数々の歴史つまったグリコの記念館へ ポッキー巨大自販機も
創業者愛用の新聞切り抜きファイルなども
先述のとおり、現在はポッキー展が行われている(期間は12月25日まで)。過去のポッキーのパッケージから、なにやら氷がいっぱいのワイングラスにポッキーをさしたものまで展示されている。「私たちは商品の食べ方も提案させて頂いてまして、こちらは『ポッキーオンザロック』になります」と窪田さん。なるほど、言われてみれば昔、テレビCMで見たり、スナックなどでも出されるケースが多いので見たことがある人も多いことだろう。そんな50年の歴史を凝縮した展示が限定で見られるのはおもしろい。 窪田さんによると、同記念館は、同社が創業50周年を迎えた1972年に開館した。その開館の目的は「従業員に創業の志を伝え、社業発展に寄与するため」だそうだ。同社を創業した江崎利一氏の愛用の机やいす、そして新聞や雑誌の気になる部分を切り抜いてたくさんはりつけたファイルの数々は、利一氏がいかに勉強を重ね仕事に臨んでいたかを物語る貴重なものだ。 また、印象的なもののひとつに、利一氏が家庭の事情などで教科書代がもらえず、友人の教科書を写して作ったという自作の教科書も心を打つ。そんな利一氏を偲ぶ部屋を見ると、同社の様々な商品が生み出される礎にも見えてくる。
日本初と思われる菓子の自動販売機実機も展示
そして、なんといっても魅力のひとつは、これまでの商品などの展示だ。おそらく日本で初めてという菓子の自動販売機の実物品や、昭和初期から売り出した当時の菓子のパッケージの数々。そして、その菓子についてくるおもちゃ、いわゆる「おまけ」と呼ばれるものの数々の一部が展示されていることだ。 窪田さんによると、そのおもちゃは同記念館に4000点も飾られているという。しかし、窪田さんは「1927年(昭和2)から現在まで、おもちゃは55億個作ってます」と続ける。そしてその種類は3万種類。ここに展示しているのは、その3万種類のうちの4000点だという。 その、おもちゃも見ていると時代を表すものも多く、SFなどが流行った時代のものはロボットや宇宙船。

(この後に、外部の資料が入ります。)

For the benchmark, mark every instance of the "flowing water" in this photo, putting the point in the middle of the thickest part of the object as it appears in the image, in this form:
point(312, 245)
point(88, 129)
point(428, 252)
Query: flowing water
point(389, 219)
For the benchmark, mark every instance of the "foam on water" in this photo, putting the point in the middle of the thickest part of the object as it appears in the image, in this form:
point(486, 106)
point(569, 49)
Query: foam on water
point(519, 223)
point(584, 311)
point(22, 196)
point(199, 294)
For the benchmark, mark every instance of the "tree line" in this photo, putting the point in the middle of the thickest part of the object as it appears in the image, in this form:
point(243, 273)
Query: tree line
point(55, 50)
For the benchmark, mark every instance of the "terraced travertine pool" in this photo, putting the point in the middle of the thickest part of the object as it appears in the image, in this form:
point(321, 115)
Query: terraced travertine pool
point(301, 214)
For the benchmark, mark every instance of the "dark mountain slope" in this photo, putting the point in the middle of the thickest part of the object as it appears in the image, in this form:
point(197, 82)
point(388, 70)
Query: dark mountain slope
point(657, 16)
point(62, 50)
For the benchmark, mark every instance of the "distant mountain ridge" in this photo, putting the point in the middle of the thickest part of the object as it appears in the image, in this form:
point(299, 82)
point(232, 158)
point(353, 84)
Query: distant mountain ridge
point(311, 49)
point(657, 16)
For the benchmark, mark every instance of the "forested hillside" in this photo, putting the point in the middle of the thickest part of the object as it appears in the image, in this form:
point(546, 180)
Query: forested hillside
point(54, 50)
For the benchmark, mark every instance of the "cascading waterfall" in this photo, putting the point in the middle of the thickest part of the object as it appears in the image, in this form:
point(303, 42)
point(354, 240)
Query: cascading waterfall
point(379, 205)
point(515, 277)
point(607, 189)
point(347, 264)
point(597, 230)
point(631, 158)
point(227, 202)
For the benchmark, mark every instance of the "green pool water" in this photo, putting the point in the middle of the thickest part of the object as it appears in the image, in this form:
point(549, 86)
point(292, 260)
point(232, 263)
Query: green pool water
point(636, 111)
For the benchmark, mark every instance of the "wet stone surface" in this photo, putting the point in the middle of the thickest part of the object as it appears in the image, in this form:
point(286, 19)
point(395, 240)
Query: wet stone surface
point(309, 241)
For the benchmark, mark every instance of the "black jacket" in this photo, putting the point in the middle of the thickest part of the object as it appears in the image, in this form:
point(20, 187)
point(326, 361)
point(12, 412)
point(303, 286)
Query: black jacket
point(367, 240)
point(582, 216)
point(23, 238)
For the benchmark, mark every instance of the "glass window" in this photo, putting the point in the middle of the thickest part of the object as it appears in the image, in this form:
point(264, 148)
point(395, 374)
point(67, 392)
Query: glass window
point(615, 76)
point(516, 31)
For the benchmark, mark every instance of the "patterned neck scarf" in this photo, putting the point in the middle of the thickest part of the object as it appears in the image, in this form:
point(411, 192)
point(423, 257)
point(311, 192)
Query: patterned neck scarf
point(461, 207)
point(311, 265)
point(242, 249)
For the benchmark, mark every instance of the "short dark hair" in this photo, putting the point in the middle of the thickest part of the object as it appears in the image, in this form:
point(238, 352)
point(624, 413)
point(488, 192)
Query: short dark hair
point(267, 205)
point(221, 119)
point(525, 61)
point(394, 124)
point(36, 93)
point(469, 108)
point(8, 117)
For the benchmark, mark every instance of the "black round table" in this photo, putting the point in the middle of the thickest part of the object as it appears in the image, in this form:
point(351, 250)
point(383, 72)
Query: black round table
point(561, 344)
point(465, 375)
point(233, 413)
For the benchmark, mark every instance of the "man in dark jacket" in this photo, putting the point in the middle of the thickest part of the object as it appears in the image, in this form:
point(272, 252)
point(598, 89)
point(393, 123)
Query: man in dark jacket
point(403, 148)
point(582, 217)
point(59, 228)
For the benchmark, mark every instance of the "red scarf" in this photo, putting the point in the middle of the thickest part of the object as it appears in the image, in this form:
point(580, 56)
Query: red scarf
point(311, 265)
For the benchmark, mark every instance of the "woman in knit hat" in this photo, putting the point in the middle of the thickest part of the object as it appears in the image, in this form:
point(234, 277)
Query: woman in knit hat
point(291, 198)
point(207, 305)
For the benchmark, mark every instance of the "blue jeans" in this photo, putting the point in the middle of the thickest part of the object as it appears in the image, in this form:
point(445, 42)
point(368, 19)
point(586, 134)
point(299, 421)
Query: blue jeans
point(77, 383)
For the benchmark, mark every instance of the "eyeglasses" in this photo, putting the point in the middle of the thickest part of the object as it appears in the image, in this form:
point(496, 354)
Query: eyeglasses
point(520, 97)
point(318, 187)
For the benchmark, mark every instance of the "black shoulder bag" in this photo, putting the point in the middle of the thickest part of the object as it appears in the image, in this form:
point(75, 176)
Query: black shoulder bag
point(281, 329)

スーパーカーなどが流行った時代のもの、おままごとにちょうどよい生活用品を模ったもの、親の目を意識して、折り紙などを使った教育玩具的なものまで、様々な種類のおもちゃを一気に見られるのは圧巻だ。 また、1930年にお菓子につけられたもので、造幣局に60万枚発注したという、良質なメダルのオマケも展示されている。だがこれらのメダルはちゃんと、造幣局にも作られた記録が残されているというから、歴史の重みを感じることができるのかもしれない。